Peneliti Indonesia Corruption Watch (ICW) Egi Primayogha meminta pejabat publik untuk membedakan kepentingan pribadi dan kepentingan negara. Menurut dia, pejabat publik, harus berpegang pada prinsip etika publik. Sudah sepatutnya etika itu dijunjung tinggi, salah satunya menghindari konflik kepentingan dalam menghasilkan kebijakan.
"Oleh sebab itu pejabat publik harus dapat membedakan kepentingan pribadi dan kepentingan publik," ujarnya, Rabu (15/4/2020). Pernyataan itu disampaikan terkait surat dari Staf Khusus Presiden Andi Taufan Garuda Putra perihal Kerjasama Sebagai Relawan Desa Lawan Covid 19 yang ditujukan kepada camat seluruh Indonesia. Surat bernomor 003/S SKP ATGP/IV/2020, tertanggal 1 April 2020 itu ditembuskan kepada Kementerian Desa, Pembangunan Daerah Tertinggal, dan Transmigrasi.

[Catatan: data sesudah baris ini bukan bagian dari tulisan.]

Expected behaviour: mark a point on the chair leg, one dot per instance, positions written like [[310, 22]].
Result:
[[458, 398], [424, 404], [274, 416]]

Dia menjelaskan Andi Taufan berdalih perbuatannya akibat dari birokrasi penyaluran bantuan dan atau hibah dalam menangani Covid 19 yang buruk. Namun, kata dia, hal tersebut tidak serta merta membenarkan perbuatannya karena besarnya dugaan konflik kepentingan. Dia mengingatkan kepada pejabat publik konflik kepentingan tidak hanya diartikan sebagai upaya mendapat keuntungan material semata, tetapi segala hal yang mengarah pada kepentingan diri, keluarga, perusahaan pribadi, hingga partai politik.
Konflik kepentingan, kata Egi, merupakan salah satu pintu masuk korupsi. Selain itu, langkah yang diambil Andi juga mengabaikan keberadaan Kementerian Dalam Negeri. Sebab, tugas melakukan korespondensi dengan seluruh camat yang berada di bawah kepala daerah seharusnya menjadi tanggung jawab instansi pimpinan Tito Karnavian. Atas dasar itu, dia mendesak Andi meminta maaf kepada seluruh camat di Indonesia atas perbuatannya. Selain itu, Presiden Joko Widodo juga didesak untuk mencopot Andi dari jabatannya sebagaistaf khusus.
"Andi Taufan Garuda Putra harus segera mengirimkan surat permintaan maaf kepada camat di Indonesia terkait dengan langkah yang telah ia lakukan sebelumnya," tambahnya.